I went with Helen and her two brothers to visit some old
family friends of theirs today. They’re people I’ve met several times before so I’m quite familiar with them, and yet after about two hours the pressure
started to tell. Frankly, I’d had enough by then.
It seems I don’t do the routine social thing any more. When
a group of people comprising different ages and types get together, the
conversation is inevitably geared towards trivialities, the lowest common
denominator. It’s all about skimming the surface of reality, and only runs
smooth as long as all participants hold broadly to the axioms endemic at that
surface, or can at least play the appropriate role for as long as the occasion
lasts. I used to be quite good at that, but not any more. My axioms are moving
further and further from the conventional, and I have little tolerance for role
playing now. And so today was spent observing rather than connecting.
Connection is what I miss these days. It needs to be
one-to-one so that the dynamic is undiluted, but what little I have is either
infrequent, as in the case of Helen, or tenuous. I know where I could find it.
I could find it three thousand miles away across an ocean, or half a mile away across
three fields.
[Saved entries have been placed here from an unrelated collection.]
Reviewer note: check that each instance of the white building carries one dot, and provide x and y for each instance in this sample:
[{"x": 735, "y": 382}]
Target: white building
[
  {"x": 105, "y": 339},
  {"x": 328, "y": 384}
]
It’s just that I’m not in a position to force the issue, and I
wouldn’t want to do so anyway. Precious people are more difficult to come by
than precious jewels. You can’t buy or steal them, you have to wait for them to
fall from the sky like life-giving rain.
2 comments:
Finally, when I was almost ready to give up .. worn out with your recent spate of whining .. finally you say something magical indicating that you do understand the importance of treasuring the special people who randomly come into our lives. You have a gift for writing. Get back to work.
???????????????
Thank you. This I appreciate. Seriously.